Diese Doppelrolle erklärt, warum die Brücke inzwischen zugleich bewahrt und entlastet werden soll. Sie steht unter Denkmalschutz und gilt nach Einschätzung des Landesamtes für Denkmalpflege als geschichtlich, künstlerisch, städtebaulich, technisch und kulturlandschaftlich besonders bedeutend. Gleichzeitig haben statische Untersuchungen ergeben, dass das Bauwerk den künftig erwarteten Verkehren auf Dauer nicht mehr gewachsen ist. Der geplante Fehmarnbelttunnel zwischen Fehmarn und Dänemark sowie der Ausbau der deutschen Hinterlandanbindung würden die Belastung weiter erhöhen.

Deshalb wird die alte Brücke nicht einfach durch mehr Verkehr in ihre nächste Lebensphase gezwungen. Für die neue Fehmarnsundquerung ist ein kombinierter Straßen- und Eisenbahntunnel vorgesehen. Das Gesamtprojekt umfasst nach Angaben der DEGES rund 7,8 Kilometer; Kernstück ist ein Absenktunnel für Straße und Schiene. Die Straße soll vier Fahrstreifen erhalten, die Bahn zwei Gleise. Parallel dazu wird die B 207 zwischen Heiligenhafen-Ost und Puttgarden auf 16,3 Kilometern vierstreifig ausgebaut.

Die Fehmarnsundbrücke soll damit aber nicht verschwinden. Der Plan sieht vor, das denkmalgeschützte Bauwerk zu ertüchtigen und künftig vor allem für Fußgänger, Radfahrer und langsamen Verkehr zu erhalten. Für die Bahn und den schnellen Straßenverkehr wäre dann der neue Tunnel zuständig. Damit würde die Brücke ihre ursprüngliche Funktion als Hauptverkehrsader verlieren, aber als Wahrzeichen, Denkmal und regionale Verbindung weiterleben.

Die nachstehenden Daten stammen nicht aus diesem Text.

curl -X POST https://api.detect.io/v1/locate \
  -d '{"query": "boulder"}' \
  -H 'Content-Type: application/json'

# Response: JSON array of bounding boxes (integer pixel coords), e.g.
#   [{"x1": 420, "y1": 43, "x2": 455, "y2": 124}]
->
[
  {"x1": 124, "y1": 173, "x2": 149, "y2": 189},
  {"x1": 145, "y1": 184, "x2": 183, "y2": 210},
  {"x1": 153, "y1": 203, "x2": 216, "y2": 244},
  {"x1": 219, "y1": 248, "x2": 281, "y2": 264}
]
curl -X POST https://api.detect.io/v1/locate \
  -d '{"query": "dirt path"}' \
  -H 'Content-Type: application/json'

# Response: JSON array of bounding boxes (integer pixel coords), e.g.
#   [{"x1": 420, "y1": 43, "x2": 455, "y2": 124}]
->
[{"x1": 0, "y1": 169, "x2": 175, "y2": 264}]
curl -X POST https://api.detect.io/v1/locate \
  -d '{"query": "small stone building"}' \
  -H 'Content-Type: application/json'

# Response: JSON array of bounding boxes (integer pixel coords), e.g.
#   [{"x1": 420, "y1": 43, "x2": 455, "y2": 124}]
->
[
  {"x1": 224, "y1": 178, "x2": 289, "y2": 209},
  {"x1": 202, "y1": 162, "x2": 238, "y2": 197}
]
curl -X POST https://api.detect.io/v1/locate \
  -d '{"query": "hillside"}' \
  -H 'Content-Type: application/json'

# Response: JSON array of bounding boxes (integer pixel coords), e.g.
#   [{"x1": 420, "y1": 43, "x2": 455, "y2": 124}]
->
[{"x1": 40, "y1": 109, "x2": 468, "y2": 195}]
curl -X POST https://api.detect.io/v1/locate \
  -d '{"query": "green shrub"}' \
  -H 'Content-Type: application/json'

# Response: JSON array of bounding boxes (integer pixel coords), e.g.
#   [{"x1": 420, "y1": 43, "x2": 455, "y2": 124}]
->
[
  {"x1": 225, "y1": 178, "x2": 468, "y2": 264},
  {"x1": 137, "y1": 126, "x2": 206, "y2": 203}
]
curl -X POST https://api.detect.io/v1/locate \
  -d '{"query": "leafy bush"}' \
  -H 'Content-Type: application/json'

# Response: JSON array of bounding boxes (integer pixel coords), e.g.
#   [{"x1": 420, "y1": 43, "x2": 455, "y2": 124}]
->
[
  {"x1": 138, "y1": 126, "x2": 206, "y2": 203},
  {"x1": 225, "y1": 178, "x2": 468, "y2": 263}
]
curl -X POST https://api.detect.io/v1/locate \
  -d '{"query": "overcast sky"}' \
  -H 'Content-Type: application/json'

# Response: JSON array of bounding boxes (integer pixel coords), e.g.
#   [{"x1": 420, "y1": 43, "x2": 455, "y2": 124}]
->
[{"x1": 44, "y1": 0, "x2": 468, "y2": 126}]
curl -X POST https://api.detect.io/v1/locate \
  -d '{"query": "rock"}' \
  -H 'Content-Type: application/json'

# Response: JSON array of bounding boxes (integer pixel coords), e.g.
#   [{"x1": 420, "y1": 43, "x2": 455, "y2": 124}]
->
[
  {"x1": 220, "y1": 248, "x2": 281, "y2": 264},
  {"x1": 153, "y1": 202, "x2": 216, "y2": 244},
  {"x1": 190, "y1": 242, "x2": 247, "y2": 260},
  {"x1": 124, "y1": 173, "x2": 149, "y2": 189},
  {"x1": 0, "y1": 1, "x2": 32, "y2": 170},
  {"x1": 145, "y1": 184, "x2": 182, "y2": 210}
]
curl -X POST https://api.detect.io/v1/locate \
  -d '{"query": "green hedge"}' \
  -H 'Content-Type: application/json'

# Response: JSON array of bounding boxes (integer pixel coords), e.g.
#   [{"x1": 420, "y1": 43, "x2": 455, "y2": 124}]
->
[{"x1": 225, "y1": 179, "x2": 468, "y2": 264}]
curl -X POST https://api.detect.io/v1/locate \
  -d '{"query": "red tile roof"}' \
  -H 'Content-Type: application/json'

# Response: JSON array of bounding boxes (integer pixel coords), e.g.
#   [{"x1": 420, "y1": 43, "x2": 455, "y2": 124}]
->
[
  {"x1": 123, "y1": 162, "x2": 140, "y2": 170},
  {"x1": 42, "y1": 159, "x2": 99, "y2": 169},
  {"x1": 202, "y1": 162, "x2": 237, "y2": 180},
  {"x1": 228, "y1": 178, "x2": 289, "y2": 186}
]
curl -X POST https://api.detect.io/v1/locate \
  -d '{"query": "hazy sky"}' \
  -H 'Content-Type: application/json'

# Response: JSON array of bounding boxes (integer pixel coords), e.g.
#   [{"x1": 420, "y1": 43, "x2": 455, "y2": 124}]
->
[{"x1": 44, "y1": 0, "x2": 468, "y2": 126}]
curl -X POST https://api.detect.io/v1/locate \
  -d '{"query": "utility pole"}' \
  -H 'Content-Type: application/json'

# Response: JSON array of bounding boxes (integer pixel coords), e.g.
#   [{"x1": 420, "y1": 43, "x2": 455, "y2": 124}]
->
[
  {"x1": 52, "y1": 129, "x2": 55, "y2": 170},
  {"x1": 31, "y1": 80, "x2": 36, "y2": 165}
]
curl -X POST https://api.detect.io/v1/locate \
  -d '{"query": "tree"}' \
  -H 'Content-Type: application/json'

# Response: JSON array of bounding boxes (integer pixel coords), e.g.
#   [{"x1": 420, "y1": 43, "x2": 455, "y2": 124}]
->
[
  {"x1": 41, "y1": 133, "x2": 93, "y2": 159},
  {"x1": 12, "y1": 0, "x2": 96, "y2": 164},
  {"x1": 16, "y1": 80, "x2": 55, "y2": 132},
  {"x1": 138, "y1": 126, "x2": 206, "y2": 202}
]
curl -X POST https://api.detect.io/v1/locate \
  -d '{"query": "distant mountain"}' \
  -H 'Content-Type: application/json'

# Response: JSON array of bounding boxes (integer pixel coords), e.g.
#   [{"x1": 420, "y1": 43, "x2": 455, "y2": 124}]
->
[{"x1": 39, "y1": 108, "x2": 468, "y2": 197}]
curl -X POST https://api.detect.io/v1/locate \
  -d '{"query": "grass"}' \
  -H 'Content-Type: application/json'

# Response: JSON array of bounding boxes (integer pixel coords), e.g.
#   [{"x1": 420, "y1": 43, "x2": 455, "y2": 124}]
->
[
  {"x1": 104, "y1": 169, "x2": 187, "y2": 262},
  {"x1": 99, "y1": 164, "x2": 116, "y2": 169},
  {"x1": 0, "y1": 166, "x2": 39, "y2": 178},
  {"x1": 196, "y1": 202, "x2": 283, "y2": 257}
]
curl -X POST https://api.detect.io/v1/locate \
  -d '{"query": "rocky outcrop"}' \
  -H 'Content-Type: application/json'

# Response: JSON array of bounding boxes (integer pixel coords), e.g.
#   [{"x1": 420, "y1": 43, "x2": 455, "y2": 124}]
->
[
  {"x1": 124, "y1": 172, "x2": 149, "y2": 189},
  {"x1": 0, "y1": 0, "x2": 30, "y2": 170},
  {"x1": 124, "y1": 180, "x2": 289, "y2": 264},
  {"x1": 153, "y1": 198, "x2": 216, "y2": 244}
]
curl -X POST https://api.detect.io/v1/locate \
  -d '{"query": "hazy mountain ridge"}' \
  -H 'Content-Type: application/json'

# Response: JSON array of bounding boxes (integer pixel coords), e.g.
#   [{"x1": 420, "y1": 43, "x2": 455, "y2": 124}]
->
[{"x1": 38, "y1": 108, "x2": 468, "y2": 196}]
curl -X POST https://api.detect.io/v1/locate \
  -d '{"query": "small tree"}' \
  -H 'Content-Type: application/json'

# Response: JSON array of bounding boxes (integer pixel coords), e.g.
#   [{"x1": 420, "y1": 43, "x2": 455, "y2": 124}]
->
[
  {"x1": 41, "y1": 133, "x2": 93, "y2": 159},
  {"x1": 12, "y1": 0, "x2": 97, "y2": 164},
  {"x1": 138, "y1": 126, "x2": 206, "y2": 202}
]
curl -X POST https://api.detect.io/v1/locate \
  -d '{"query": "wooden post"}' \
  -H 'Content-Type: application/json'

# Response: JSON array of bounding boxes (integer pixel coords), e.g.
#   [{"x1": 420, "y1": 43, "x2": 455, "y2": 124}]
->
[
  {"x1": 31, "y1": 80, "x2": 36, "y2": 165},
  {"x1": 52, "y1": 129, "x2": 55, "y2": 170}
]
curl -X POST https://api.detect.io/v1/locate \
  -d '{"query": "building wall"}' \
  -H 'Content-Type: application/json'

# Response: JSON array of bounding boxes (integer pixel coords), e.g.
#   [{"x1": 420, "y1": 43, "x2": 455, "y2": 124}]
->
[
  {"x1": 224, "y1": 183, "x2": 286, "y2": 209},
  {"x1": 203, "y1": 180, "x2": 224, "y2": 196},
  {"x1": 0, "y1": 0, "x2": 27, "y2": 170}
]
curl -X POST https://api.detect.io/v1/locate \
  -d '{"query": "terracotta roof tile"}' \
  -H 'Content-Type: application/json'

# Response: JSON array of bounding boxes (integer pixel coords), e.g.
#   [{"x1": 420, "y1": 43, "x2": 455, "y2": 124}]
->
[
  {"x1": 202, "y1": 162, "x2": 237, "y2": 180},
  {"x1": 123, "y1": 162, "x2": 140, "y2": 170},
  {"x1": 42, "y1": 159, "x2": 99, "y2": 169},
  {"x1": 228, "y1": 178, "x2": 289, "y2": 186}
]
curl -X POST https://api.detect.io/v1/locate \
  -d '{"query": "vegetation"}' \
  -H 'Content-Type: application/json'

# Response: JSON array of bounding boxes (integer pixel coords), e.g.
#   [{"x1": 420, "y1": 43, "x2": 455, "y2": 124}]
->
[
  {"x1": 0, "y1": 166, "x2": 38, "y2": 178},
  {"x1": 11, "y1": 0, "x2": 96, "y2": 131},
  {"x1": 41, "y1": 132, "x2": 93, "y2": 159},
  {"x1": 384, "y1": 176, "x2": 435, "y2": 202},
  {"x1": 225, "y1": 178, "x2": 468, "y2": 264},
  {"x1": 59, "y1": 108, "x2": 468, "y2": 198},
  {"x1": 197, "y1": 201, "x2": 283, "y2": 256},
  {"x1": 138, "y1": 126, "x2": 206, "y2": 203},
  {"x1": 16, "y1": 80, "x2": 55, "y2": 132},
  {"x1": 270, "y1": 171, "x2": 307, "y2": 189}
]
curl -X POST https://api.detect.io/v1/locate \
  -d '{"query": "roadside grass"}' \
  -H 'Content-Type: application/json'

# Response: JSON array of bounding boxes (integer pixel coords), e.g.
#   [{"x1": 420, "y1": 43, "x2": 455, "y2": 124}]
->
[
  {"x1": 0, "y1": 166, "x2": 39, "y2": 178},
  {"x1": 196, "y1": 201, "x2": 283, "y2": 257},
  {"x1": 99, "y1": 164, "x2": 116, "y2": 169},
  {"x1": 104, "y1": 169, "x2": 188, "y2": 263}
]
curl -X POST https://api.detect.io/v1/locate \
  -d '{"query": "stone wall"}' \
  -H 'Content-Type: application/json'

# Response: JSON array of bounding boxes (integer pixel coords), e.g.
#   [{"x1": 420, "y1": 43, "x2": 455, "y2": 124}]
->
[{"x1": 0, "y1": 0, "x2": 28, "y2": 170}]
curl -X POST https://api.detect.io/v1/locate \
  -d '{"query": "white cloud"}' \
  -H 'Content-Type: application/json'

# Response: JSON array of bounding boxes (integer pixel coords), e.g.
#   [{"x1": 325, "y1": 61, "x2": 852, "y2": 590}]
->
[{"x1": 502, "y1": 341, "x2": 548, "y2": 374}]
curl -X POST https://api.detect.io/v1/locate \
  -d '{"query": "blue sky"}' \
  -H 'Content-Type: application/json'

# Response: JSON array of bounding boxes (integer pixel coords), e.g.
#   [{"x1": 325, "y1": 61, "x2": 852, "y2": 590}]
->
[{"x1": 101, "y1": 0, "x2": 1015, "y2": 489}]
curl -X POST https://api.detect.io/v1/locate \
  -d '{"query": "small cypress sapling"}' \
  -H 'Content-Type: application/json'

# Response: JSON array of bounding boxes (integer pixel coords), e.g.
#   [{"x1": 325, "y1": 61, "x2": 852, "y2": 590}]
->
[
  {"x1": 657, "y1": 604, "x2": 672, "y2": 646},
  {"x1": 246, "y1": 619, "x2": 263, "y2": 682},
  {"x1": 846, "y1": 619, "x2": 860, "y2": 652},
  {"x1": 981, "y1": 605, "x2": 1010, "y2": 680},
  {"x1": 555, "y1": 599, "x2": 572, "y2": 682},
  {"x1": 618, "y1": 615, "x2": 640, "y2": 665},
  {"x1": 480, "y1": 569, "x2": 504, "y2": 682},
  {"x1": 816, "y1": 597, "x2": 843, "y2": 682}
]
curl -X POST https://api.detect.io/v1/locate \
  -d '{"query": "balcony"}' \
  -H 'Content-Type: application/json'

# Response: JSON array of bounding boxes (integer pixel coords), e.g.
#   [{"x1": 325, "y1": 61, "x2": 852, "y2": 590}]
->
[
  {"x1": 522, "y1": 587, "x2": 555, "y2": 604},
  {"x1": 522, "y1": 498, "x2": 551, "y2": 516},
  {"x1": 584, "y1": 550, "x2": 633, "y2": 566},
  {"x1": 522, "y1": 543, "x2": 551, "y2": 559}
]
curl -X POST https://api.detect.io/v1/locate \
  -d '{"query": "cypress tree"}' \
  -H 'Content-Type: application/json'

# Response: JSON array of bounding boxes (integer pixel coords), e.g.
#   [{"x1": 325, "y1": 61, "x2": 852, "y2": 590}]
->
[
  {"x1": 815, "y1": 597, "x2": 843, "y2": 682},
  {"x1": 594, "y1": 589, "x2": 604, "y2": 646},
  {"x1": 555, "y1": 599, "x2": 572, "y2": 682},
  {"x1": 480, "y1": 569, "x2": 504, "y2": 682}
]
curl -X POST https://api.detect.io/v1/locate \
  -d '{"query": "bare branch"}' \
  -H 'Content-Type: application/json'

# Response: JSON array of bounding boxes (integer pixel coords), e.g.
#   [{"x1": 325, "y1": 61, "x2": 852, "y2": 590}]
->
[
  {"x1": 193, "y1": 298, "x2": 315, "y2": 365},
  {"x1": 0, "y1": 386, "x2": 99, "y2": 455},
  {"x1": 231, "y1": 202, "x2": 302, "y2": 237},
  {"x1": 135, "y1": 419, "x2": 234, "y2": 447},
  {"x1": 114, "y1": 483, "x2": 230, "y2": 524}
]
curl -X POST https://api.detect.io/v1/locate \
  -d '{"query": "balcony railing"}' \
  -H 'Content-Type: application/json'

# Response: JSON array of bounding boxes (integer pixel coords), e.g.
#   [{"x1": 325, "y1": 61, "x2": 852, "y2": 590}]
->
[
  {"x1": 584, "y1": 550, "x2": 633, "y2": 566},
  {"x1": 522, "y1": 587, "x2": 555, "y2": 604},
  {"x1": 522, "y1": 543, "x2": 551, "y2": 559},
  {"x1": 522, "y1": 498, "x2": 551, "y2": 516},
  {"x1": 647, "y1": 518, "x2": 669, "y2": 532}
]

Auch 2026 ist die Brücke noch Teil des laufenden Verkehrs und zugleich Teil einer Baustellenlandschaft. Die Deutsche Bahn weist rund um die Fehmarnsundbrücke auf Instandhaltungsarbeiten und zeitweise Verkehrsführungen mit Ampelschaltung hin. Das zeigt, in welcher Zwischenphase sich das Bauwerk befindet: Es ist alt genug, um Denkmal zu sein, wichtig genug, um weiter gebraucht zu werden, und belastet genug, um nicht einfach unverändert in die Zukunft geführt zu werden.

Die Geschichte der Fehmarnsundbrücke ist deshalb keine abgeschlossene Baugeschichte aus den 1960er Jahren. Sie erzählt von Nachkriegsmobilität, vom Traum der kurzen Verbindung nach Skandinavien, vom technischen Selbstbewusstsein jener Jahre und von den Grenzen alter Infrastruktur. Am 30. April 1963 wurde sie eröffnet; heute steht sie an einer zweiten Schwelle. Nicht mehr als alleiniger Träger der großen Verkehrsachse, aber als Bauwerk, das Fehmarn geprägt hat wie kaum ein anderes.